Es heißt, Klaus Allofs könne durch Handauflegen einen Galopper zum Sieger machen. Es heißt weiter, er können mit minimalsten Mitteln aus einem Absteiger einen UEFA-Cup-Teilnehmer machen. Manche sagen auch, wenn er es wolle, würde jeder Kicker dieser Erde zu seinem Verein wechseln. Was mit anderen Worten bedeutet: Jetzt, wo dat Kläuschen wigger bei dä Fortuna ist, jeht et nur noch aufwärts. Das ist die gute Nachricht im Umfeld der Hammermeldung vom vergangenen Samstag.

Die noch viel bessere Nachricht ist, dass kein einziger potenzieller Maulwurf geplaudert hat, obwohl von der sensationellen Verpflichtung oder zumindest von den ernsthaften Gesprächen zweier Aufsichtsräte mit Klaus Allofs seit Wochen einige Menschen gewusst haben.

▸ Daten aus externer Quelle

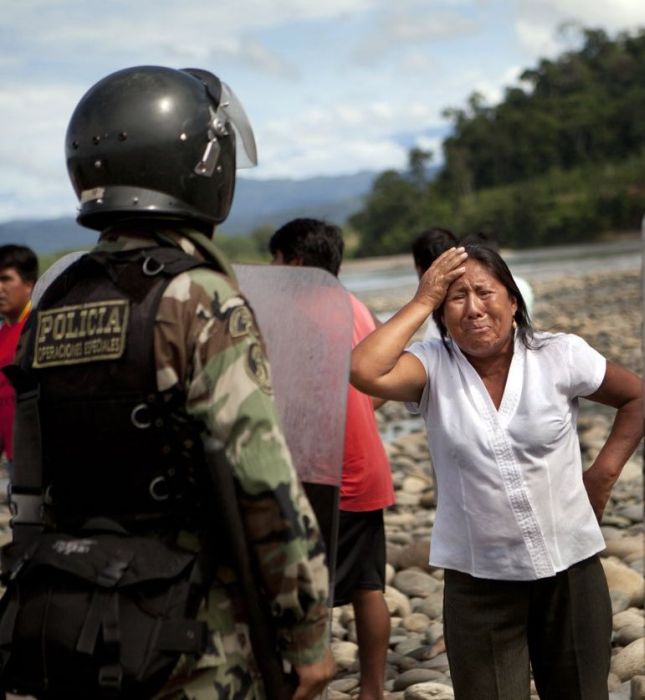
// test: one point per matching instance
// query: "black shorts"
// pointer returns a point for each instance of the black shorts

Und wer sich die Halbangst-Talkshow vom Mai 2020, bei der unser Klaus Gast war, damals aufmerksam angeschaut hat, konnte schon so eine Ahnung kriegen, dass da was laufen könnte. Wer noch ein bisschen näher dran war, konnte zudem ab etwa Juni/Juli darüber spekulieren, dass sich der Aufsichtsrat im Verbund mit dem Vorstand Sorgen wegen eines möglichen Versuchs der feindlichen Übernahme und etwaige Gegenmaßnahmen machte.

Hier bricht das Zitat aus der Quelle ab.